Andrew Mickley
Title:
Professor and Chair, Neuroscience Program, Professor of Psychology
 
Department:
Neuroscience Program and Psychology Department
 
Biography:
Dr. G. Andrew Mickley is a Professor in the Neuroscience and Psychology programs at Baldwin-Wallace College. He received his undergraduate degree from Gettysburg College and his M.A. and Ph.D degrees in Physiological Psychology from the University of Virginia. He came to B-W in 1993 after a 21-year career in the United States Air Force. Dr. Mickley retired from the Air Force with the rank of Lt. Colonel. While working in the Department of Defense, Dr. Mickley did extensive research in the brain sciences. He has published over 50 journal articles and books describing his studies on learning and memory, brain plasticity, recovery from brain damage, neurotoxicology, neuropharmacology, obesity and neural transplantation. Dr. Mickley's current research is supported by a grant from the National Institute of Mental Health (NIMH). He is a Fellow in the American Psychological Society and the International Behavioral Neuroscience Society and a Charter member of the Society for Neuroscience. He is Executive Director of Nu Rho Psi, the national honor society in Neuroscience. At B-W, he also directs the Faculty-Student Collaborative Scholarship program, and is Chair of the Neuroscience Studies Committee. Dr. Mickley continues to be an active scientist as he directs the activities of students working in the Neuroscience Laboratory located in the Life and Earth Sciences Building. Dr. Mickley teaches Principles of Psychology, Physiological Psychology and several courses in the Neuroscience curriculum.
 
What have you learned while teaching at B-W?:
Teaching and mentoring undergraduate students is a tremendous responsibility, privledge and joy.
 
What inspired you to get into college teaching?:
I was offered an opportunity to establish a Neurscience Program at a quailty undergraduate school that focuses on personalized instruction.
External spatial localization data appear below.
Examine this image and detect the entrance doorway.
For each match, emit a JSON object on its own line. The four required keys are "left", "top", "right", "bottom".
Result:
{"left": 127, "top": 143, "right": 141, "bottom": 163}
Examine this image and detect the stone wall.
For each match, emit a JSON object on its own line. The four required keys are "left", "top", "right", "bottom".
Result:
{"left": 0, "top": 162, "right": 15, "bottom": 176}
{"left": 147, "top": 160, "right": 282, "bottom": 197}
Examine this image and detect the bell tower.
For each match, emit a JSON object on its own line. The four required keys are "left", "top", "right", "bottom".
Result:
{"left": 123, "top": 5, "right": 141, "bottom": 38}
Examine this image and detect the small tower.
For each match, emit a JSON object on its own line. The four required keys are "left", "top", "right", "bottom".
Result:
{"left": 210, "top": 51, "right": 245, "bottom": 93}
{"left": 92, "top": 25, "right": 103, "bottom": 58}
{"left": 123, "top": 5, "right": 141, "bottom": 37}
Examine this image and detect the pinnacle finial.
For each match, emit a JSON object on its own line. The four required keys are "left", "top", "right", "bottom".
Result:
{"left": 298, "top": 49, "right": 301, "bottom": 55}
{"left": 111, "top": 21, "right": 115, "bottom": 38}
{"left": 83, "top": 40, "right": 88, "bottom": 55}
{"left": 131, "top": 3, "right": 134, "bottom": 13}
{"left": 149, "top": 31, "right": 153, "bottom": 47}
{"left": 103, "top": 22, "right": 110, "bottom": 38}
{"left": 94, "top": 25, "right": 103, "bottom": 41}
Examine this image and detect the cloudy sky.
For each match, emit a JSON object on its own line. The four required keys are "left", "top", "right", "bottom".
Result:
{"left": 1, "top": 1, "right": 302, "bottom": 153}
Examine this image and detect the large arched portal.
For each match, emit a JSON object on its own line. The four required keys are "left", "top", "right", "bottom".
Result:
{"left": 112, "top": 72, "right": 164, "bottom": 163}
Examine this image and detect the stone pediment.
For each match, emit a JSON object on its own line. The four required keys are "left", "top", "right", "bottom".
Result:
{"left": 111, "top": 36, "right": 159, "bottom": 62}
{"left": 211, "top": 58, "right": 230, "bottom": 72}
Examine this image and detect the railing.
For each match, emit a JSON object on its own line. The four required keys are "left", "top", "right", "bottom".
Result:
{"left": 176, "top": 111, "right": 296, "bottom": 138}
Who could turn this down?
 
Describe the ways in which you mentor students interested in your department:
Students in the sciences need opportunities to do hands-on research. Through various grants from the National Sciences Foundation and the National Institutes of Heath B-W Neuroscience, Psychology, Biology and Chemistry majors have these kinds of research experiences.
 
If you weren't teaching what would you be doing?:
Probably doing brain research and developing drugs that combat neurological disorders at a pharmaceutical firm. Either that, or hiking in the Rocky Mountains :).
 
What do students like best about your class?:
They tell me that they like the challenges and that I treat them like the responsible adults they are. I expect hard work and I'm pleased to say that most students meet the challenge and flourish.